Aku baru mengenalnya beberapa seminggu yang lalu. Seseorang yang memaksa untuk berkenalan denganku lewat pesan singkat di handphone kesayanganku. Aku tidak berkeinginan untuk membalas pesannya barang sekalipun. Ia terus menerus mengirimiku dengan pesannya, ia bilang ingin menjadi temanku, hal itu yang akhirnya membuatku membalas pesannya karena rasa ibaku terhadapnya.
Aku mulai mengetikkan jari-jariku pada keypad handphoneku,
"Namaku Adel, mengapa kamu memaksa untuk berkenalan denganku?" Aku menanyainya.
"Aku ingin menjadi temanmu, senang sekali akhirnya kamu membalas pesanku :) Perkenalkan, namaku Dennis" Balasnya.

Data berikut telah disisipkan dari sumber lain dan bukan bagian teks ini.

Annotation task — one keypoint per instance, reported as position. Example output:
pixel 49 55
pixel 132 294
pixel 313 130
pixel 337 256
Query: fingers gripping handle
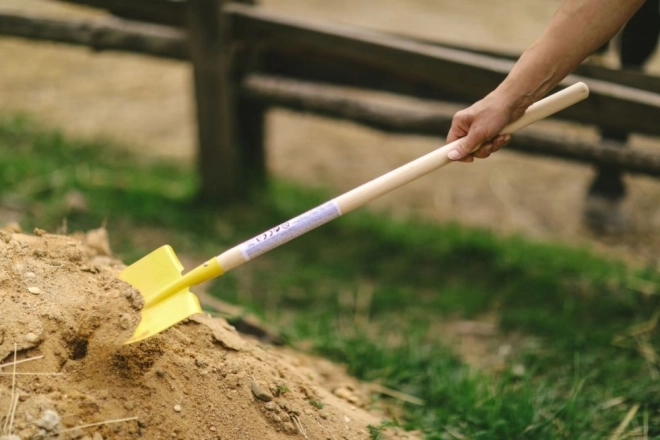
pixel 439 158
pixel 383 184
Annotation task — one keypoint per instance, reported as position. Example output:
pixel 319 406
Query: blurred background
pixel 146 103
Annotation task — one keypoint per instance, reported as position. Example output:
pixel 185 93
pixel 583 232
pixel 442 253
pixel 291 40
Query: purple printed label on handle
pixel 289 230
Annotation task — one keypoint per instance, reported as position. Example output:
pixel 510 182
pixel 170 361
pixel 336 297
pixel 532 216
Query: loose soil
pixel 61 300
pixel 203 367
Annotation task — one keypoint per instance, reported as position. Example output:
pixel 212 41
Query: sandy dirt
pixel 63 303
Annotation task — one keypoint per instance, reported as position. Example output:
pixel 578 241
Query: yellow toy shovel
pixel 158 275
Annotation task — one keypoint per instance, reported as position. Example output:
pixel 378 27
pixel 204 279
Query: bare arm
pixel 576 30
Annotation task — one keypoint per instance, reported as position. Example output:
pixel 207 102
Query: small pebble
pixel 125 321
pixel 259 393
pixel 49 420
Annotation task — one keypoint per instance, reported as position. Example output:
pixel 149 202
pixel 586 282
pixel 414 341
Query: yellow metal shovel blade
pixel 167 300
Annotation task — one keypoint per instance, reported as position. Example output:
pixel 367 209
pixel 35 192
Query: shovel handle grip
pixel 381 185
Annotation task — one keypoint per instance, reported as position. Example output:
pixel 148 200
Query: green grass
pixel 560 308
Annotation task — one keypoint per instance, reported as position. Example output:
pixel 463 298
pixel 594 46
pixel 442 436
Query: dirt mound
pixel 65 315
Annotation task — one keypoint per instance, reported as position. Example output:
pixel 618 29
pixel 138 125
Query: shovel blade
pixel 151 275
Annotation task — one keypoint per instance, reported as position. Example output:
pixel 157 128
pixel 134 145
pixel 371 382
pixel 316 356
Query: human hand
pixel 480 125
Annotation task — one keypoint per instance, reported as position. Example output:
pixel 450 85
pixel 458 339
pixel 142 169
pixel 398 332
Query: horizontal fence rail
pixel 247 59
pixel 310 96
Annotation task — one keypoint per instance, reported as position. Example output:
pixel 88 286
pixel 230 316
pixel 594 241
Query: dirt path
pixel 145 103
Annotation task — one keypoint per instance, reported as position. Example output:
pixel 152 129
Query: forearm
pixel 577 29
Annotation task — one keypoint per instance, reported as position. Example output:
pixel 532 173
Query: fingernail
pixel 454 155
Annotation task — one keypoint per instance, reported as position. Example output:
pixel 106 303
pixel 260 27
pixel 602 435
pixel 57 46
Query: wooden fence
pixel 247 59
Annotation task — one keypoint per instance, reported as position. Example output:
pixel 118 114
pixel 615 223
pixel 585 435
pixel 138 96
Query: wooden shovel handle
pixel 363 194
pixel 438 158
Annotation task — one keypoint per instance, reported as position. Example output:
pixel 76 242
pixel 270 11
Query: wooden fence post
pixel 230 136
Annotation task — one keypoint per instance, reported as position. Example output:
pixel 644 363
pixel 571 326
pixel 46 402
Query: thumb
pixel 466 145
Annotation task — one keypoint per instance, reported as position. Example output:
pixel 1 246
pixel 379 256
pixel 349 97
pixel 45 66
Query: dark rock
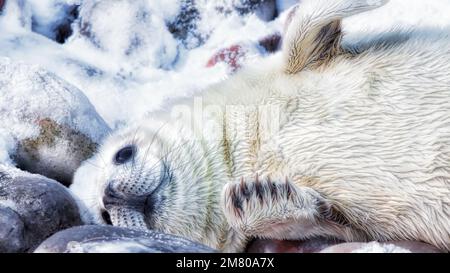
pixel 265 9
pixel 101 239
pixel 388 247
pixel 233 56
pixel 271 43
pixel 32 208
pixel 184 26
pixel 278 246
pixel 64 29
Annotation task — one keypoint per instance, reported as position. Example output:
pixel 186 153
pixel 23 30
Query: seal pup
pixel 318 140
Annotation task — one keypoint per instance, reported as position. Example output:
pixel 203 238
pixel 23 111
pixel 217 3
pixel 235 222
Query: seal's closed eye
pixel 124 155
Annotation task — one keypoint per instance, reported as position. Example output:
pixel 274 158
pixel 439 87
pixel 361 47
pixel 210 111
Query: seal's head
pixel 146 178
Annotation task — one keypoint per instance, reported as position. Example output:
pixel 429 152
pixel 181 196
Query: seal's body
pixel 318 140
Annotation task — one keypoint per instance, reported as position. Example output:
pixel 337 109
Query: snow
pixel 125 60
pixel 30 93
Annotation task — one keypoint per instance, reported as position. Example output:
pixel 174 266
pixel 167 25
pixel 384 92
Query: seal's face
pixel 135 180
pixel 145 183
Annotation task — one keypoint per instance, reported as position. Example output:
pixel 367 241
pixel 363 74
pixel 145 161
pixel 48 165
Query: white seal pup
pixel 318 140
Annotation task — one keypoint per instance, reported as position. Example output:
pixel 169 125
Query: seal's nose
pixel 114 197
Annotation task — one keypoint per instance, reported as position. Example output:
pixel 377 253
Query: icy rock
pixel 109 239
pixel 53 125
pixel 32 208
pixel 376 247
pixel 278 246
pixel 53 18
pixel 184 26
pixel 129 32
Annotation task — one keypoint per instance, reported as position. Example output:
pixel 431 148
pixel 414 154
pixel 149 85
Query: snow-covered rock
pixel 53 126
pixel 377 247
pixel 32 208
pixel 127 30
pixel 109 239
pixel 53 18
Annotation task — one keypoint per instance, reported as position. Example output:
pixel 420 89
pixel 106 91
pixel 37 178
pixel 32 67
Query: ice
pixel 130 57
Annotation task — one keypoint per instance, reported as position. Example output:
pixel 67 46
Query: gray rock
pixel 53 125
pixel 12 231
pixel 109 239
pixel 32 208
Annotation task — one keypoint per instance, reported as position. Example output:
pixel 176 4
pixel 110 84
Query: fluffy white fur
pixel 361 149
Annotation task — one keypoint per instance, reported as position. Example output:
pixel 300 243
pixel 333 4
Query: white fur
pixel 368 131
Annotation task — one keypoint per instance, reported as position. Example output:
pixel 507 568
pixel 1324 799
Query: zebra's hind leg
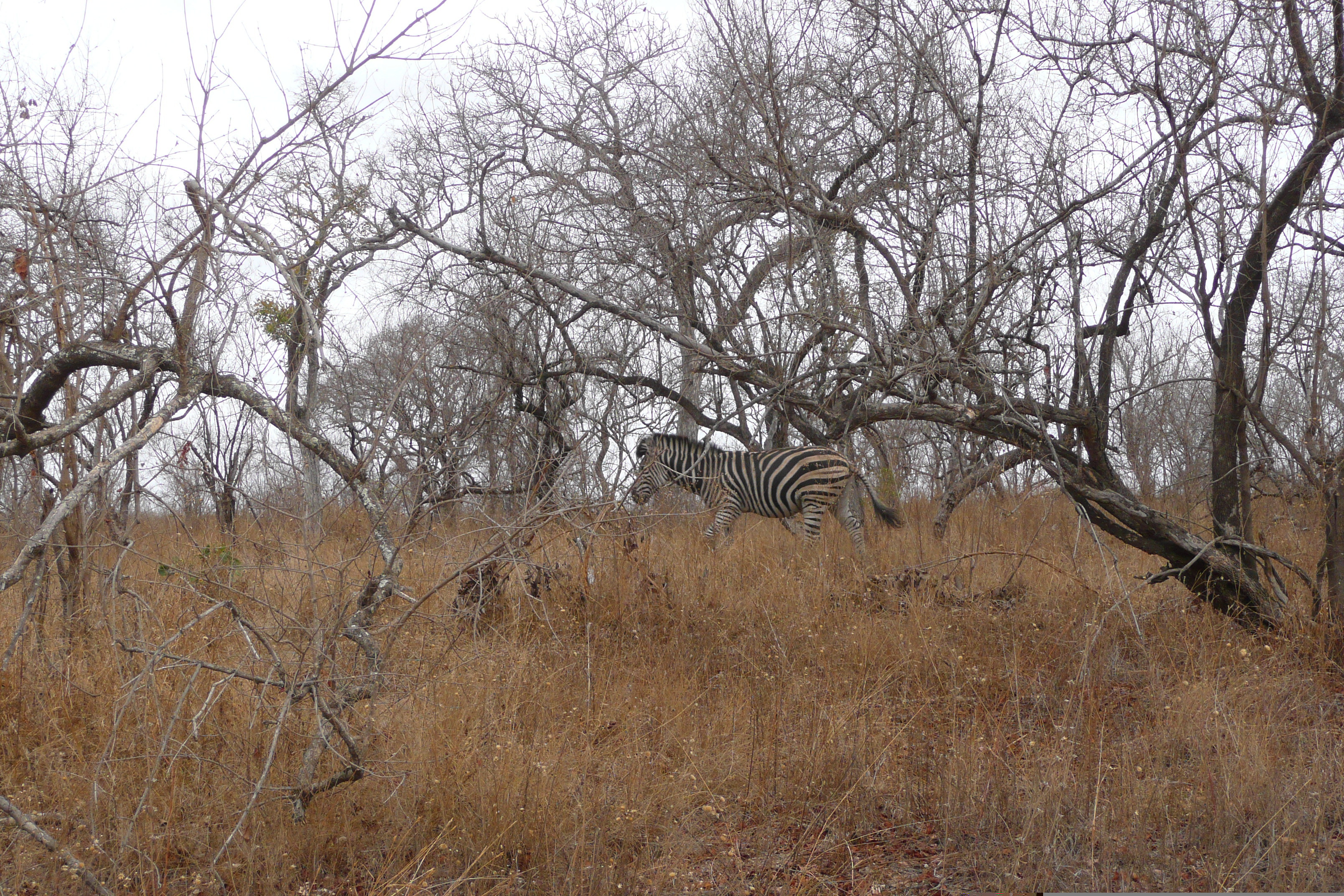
pixel 812 515
pixel 848 509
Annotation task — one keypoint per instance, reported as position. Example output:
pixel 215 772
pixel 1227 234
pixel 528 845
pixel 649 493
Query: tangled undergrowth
pixel 1007 710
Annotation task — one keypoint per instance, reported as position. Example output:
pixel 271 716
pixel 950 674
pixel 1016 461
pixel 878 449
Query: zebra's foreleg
pixel 723 520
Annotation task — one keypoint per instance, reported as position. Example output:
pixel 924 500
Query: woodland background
pixel 313 452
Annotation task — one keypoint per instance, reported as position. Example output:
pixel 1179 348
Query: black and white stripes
pixel 776 484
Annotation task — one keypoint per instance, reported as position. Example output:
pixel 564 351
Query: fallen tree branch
pixel 30 828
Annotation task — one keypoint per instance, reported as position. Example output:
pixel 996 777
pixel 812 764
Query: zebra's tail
pixel 890 515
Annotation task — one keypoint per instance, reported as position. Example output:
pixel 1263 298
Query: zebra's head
pixel 670 460
pixel 654 475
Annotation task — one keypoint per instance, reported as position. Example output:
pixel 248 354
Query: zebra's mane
pixel 672 438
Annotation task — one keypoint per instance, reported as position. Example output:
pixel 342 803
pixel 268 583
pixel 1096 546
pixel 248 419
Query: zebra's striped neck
pixel 694 465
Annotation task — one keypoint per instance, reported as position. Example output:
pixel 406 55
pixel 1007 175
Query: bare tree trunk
pixel 1332 559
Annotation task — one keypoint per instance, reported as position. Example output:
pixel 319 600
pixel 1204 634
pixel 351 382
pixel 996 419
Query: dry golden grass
pixel 768 718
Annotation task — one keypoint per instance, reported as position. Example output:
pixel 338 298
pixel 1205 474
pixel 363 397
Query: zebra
pixel 773 484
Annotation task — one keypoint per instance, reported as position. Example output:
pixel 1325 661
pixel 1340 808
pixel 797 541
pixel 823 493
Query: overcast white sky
pixel 143 53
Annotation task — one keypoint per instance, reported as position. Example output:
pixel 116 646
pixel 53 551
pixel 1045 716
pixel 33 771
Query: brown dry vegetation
pixel 768 718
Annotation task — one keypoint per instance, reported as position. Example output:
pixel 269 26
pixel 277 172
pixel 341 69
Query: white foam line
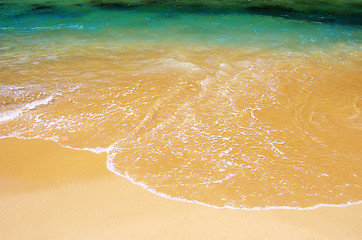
pixel 111 167
pixel 12 114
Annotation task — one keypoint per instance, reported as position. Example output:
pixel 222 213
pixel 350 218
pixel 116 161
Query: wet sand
pixel 50 192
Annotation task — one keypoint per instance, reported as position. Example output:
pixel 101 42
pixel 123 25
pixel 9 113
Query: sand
pixel 50 192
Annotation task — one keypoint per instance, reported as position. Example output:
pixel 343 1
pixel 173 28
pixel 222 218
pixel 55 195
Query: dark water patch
pixel 273 10
pixel 115 5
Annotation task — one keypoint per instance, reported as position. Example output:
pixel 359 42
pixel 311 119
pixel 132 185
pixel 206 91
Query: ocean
pixel 238 104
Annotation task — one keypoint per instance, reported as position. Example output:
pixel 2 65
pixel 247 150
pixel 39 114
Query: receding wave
pixel 224 127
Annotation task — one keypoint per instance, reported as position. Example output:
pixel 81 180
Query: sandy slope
pixel 49 192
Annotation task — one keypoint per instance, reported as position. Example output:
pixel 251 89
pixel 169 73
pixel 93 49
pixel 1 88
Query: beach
pixel 51 192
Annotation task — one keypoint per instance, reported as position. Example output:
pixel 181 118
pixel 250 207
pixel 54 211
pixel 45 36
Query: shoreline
pixel 53 192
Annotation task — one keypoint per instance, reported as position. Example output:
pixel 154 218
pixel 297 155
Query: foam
pixel 111 167
pixel 12 114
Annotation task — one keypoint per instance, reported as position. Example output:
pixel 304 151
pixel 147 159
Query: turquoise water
pixel 242 104
pixel 27 23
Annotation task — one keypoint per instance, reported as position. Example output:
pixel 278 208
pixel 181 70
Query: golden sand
pixel 50 192
pixel 217 125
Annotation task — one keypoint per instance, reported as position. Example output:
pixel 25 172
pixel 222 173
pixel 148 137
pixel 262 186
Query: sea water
pixel 241 104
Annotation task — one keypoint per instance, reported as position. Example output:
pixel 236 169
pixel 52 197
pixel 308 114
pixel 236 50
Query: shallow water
pixel 216 104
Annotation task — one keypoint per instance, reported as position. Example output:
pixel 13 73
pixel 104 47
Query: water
pixel 233 104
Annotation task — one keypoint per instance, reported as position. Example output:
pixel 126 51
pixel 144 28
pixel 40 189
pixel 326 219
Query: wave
pixel 12 114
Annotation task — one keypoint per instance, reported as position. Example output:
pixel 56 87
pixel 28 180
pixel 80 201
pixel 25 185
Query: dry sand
pixel 50 192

"Oh iya.." Aku membalasnya dengan cuek seperti yang biasa kulakukan.
"Kamu dari kota mana, Del?" Tanyanya padaku.
"Surabaya, kamu?" Jawabku.
"Aku dari Malang, Del. Hmm, iya.. Kamu umur berapa, Del?" Tanyanya lagi. Pertanyaan yang membuatku kaget karena kebanyakan orang yang mengajak berkenalan menanyakan kelas berapa aku, bukan berapa umurku.
"12 tahun, kamu?" Jawabku sekenannya dengan baik menanyainya.
"Wah, juniorku. Aku 13 tahun, Del :) Kamu nggak sekolah, Del?" Tanyanya lagi.
"Ini kan jam 7 malam, aku udah pulang, udah sore gini." Jawabku.
"Oh, gitu ya. Bentar ya Del, aku mau berobat dulu, sampai jumpa besok." Balasnya.
Aku pun mengakhiri percakapan dengan kata-kata "OK, bye".
Keesokan harinya dia mengirimiku pesan singkat lagi,
"Adel :)" Sapanya,
"Hai, Den. Ada apa?" Tanyaku.
"Del, temani aku ya" Balasnya.
"I don't know what you mean, Den" Jawabku
"Aku nggak punya temen sama sekali, Del. Aku cuman punya kamu sama mamaku, Del"
"Aku nggak ngerti, Den"
"Aku udah setahun di rumah sakit, Del. Aku nggak punya temen sama sekali. Aku berkali-kali ngelacak nomor buat dapetin temen, sekedar lewat pesan singkat, tapi gak ada yang bales, cuma kamu yang mau bales pesan singkatku, Del"
"Lalu? Memangnya kamu sakit apa, Den? Tanyaku penasaran.
"Temani aku sampai nafas terakhirku, Del. Aku nggak mau nyeritain ke kamu apa penyakitku, Del. Aku udah ngidap penyakit ini lama. Dan dokter bilang umurku nggak lama lagi"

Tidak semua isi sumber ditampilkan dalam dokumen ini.